Getting over the “overqualified” hurdle
In this tough job market, you may feel the need to take a job that is below your skill level just to keep working. The problem is, potential employers are telling you, “You're overqualified for the position.”
While your extensive experience in your field would typically bode well for you, in an economic downturn the job market is more competitive – there's an influx of job seekers and fewer jobs to be had. This can be great news for organizations looking to hire top talent, but it can also send up a red flag. At the top of a hiring manager's list of concerns is that overqualified candidates will become bored in the position quickly and be difficult to retain as soon as something better comes their way.
Here are a few things you can do as a job seeker to put prospective employers' fears to rest:
· Tone down your resume
If you are going for an interview that requires 2-3 years of experience in a certain skill area and you have 5-7, you will want to simplify your resume. Focus on the skills that are mentioned in the job description and speak to your experience in those areas. Be sure to downplay other experiences not mentioned in the job posting.
· Get the interview
When sending your resume, be sure to include a cover letter that explains your reason for pursuing the position. Perhaps you are looking to get back to doing what you enjoyed before being promoted to the next level or maybe you want to reduce your stress level at this juncture in your career. It is important to highlight why taking this step back is important to you and your overall job satisfaction, as well as what it means to prospective employers.
· Prepare your response
It's a virtual guarantee that you will hear something along the lines of, “You seem overqualified for this position. I am concerned you may grow bored in this role.” Rather than saying you are willing to take anything in this economy, highlight how your experience will make you an asset to the company and, when the economy starts to turn around, you look forward to being able to contribute further to the growth of their organization by taking on more responsibilities. Show what you can do for the organization both now and in the future with your skills, industry knowledge and enthusiasm. Be sure to go into the interview with a strategy in place and practice what you will say when confronted with this concern.
· Be flexible with compensation
If asked if you will accept a decrease in salary, focus on the positive. Say you are willing to take a pay cut in exchange for other benefits, such as working for a strong, stable company, a great work environment, flexibility, the opportunity learning new skills, or whatever the benefit to you may be. You can also focus on ways in which you can save the employer money by helping to mentor less experienced workers which, in turn, will help the organization with retention and their overall succession plan.
· Call attention to loyalty
If your employment history demonstrates that you are a loyal employee, this is a great way to show future employers that you are reliable and not going to leave as soon as a better opportunity presents itself. Let them know you are interested in learning the business and contributing your knowledge to their organization. Your dedication to previous employers is a great way to put to rest any concerns about you fleeing for a better offer.
· Sell yourself!
You have great experience, so be sure to demonstrate how that experience will benefit the organization both now and in the future. Hiring managers want to see that you are committed to the job. It is a tremendous benefit to them to hire someone with your know-how as you will reach full productivity much more quickly than a less experienced candidate. This makes the on-boarding process a whole lot easier and is especially important in these tough economic times when companies are operating a lot leaner – your experience enables you to begin contributing to their organization right away.

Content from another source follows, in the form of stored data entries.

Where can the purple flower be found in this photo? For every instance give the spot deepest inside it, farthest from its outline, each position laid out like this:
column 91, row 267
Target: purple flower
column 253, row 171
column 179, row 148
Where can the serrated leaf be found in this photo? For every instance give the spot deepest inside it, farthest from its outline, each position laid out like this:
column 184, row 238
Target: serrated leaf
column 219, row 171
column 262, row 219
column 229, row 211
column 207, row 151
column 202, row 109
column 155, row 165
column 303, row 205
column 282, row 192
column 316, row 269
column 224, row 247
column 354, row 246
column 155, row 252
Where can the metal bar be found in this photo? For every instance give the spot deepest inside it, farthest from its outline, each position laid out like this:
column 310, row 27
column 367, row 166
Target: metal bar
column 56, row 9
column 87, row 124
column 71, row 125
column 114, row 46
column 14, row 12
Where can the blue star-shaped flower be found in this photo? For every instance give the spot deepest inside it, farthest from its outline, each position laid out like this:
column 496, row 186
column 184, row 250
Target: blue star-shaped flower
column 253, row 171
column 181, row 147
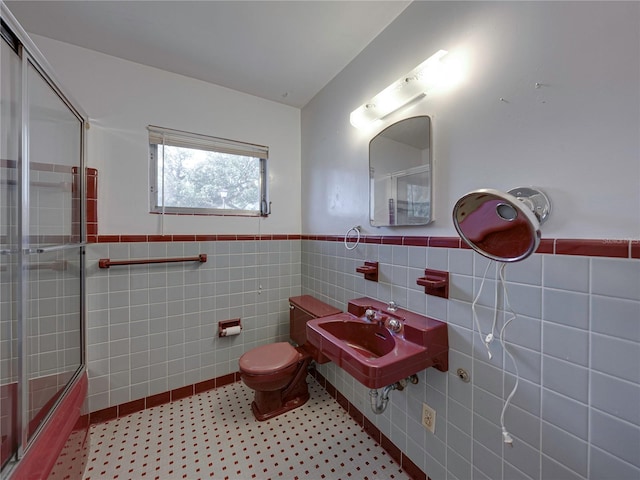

· Be prepared to answer tough questions such as:
· Are you willing to settle for less money? If so, why?
· Why are you willing to take a position below your skill level?
· Do you think you will be bored in this position?
· Once the market turns around, will you be looking for a position with higher pay?
· Do you think others in the organization will be threatened by your experience?
· Are you comfortable being managed since you were previously in a management role?